Just a few short months ago, in May, two construction workers were killed due to unsafe working conditions at a site in Navi Mumbai, a suburb of sorts to the Sai Mannat business hub in India.
While the deaths should have prompted outrage and collective demand for improving safety conditions, that’s just not the way things work in India. Reporting for NDTV, Sonal Matharu and Sreenivasan Jain shared the following:
We filmed inside the Sai Mannat site using a hidden camera – as well as a regular camera from the outside – to find workers suspended several stories above ground without safety nets or belts. We could see open wires, posing the risk of electrocution.
A metallic plank, the same one which caused the fatal accident in May, could be seen sliding down the building, tilted, with three workers on it without helmets.These findings shed light on the darker side of India’s $140 billion construction industry, where a pervasive lack of safety, as well as lack of government oversight places millions of workers at grave risk.
The Building and Other Construction Workers Act, 1996, which governs safety at worskites, sets out nearly 200 rules, including asking employers to ensure that workers are supplied with helmets, boots, harnesses and other safety equipment.
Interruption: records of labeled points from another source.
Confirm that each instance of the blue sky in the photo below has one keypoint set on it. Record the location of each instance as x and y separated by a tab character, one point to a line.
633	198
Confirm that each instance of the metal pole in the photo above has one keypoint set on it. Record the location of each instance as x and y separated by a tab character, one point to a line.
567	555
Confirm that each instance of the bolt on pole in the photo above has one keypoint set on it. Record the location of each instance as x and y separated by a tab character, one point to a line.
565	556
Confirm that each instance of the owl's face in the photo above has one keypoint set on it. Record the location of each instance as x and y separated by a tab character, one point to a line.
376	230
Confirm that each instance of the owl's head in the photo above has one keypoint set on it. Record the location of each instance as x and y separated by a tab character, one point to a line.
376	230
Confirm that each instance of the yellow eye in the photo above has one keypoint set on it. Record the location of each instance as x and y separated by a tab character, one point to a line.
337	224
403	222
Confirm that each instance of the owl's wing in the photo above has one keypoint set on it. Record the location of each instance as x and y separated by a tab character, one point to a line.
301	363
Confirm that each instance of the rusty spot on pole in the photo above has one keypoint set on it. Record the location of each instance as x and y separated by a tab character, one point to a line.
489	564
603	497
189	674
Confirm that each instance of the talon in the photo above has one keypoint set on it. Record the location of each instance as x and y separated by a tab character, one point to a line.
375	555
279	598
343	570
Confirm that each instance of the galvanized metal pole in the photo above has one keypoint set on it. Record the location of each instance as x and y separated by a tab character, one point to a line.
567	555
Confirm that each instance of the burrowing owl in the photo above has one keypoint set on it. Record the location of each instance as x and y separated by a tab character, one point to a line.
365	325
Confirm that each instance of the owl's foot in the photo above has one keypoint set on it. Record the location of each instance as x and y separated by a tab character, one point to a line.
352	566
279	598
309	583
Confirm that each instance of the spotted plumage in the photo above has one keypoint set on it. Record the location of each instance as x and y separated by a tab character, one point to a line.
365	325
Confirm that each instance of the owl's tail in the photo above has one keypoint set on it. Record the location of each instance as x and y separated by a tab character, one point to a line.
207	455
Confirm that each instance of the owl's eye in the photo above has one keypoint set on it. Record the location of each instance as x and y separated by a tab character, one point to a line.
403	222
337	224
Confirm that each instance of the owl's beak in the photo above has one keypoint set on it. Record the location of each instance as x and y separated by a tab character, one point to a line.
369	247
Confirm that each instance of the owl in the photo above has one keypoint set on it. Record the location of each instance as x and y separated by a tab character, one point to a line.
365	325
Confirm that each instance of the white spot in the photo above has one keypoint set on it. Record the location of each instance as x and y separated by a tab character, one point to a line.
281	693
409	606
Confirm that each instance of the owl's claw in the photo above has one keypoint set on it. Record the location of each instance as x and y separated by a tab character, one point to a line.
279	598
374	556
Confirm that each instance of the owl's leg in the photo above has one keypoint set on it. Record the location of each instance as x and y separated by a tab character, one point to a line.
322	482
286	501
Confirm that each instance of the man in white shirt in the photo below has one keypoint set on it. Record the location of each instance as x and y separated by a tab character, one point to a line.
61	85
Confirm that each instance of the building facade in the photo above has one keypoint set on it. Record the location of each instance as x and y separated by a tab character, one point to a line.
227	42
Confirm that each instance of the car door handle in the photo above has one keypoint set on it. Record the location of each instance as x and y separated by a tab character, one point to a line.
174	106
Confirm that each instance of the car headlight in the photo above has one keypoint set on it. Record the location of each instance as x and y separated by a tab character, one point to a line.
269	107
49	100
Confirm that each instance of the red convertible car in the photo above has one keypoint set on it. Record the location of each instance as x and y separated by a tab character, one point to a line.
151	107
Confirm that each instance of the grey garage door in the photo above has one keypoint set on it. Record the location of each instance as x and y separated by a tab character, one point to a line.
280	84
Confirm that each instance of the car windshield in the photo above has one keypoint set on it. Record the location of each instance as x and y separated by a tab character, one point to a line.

Risky open spaces are meant to be covered, with netting, for instance. Exposed wiring in wet areas is another no-no under the law.
If you have ever witnessed the construction of larger projects in India, then you probably already know just how deplorable safety conditions are, compared to what we enjoy in the US. I personally have seen pictures of job sites for Fortune 50 companies building large commercial office buildings with workers scampering across bamboo “scaffolding” barefoot, with no personal protective equipment whatsoever.
So yeah, those toolbox talks take time, and wearing fall protection and PPE does slow you down. But those tactics may also save your life so you can still get home to see your family tonight.